Hello. If the thread created by PepiMK does not resolve your problem, you can always feel free to start your thread in the Malware Removal Forum, where a specialist will assist you to purge the threats.
-
Regarding the Firewall override entry, it just a heads-up to tell you that the notification of the monitoring of your Firewall in the Security Center has been disabled. So if your firewall should be turned off purposely or accidentally, Security Center will tell you that it's off. However, in this case it is not monitored. It could be caused by a Internet Security Suite like Norton for example, which purposely disables Windows Firewall and it's monitoring because it has it's own.

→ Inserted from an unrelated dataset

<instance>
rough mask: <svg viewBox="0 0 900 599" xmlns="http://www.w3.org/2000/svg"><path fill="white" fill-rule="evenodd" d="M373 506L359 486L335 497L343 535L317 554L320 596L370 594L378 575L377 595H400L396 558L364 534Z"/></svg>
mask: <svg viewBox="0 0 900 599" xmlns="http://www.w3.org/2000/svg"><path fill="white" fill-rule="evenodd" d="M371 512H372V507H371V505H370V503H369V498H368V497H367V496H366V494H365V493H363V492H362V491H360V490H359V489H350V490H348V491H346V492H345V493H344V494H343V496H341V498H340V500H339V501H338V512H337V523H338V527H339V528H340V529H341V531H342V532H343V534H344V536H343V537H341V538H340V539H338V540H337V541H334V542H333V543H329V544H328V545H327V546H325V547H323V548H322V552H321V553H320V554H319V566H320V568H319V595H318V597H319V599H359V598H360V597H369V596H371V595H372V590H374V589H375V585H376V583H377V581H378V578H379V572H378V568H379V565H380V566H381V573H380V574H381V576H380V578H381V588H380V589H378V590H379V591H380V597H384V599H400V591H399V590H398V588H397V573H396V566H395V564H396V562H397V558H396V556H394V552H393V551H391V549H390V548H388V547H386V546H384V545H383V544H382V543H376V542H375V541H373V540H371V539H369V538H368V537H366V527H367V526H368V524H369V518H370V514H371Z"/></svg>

I believe that fixing that entry should bring everything back to normal, so Windows will monitor your firewall again. It'll reset the value to default.

Hi Drragostea,

Thanks for the advice. Actually win32.joleee.k disabled the internet security suite (I don't have Norton and it never happened before) but I could put it back. As fas as the worm win32.joleee.k is concerned, no change yet. I suspect the manual procedures is not complete and some files may be still there hidden. I'll place this post as advised in the main section if no reply.

Geezee

Well, I would suggest you start your post in the Malware Removal Forums as soon as possible. I mean with an Internet Connection, this worm can download more junk and malware components. A worm's main goal is to leech and destroy files.

On the infected machine I would suggest you do as little surfing as possible. :oreo:
-
Is your Norton still able to update and scan normally?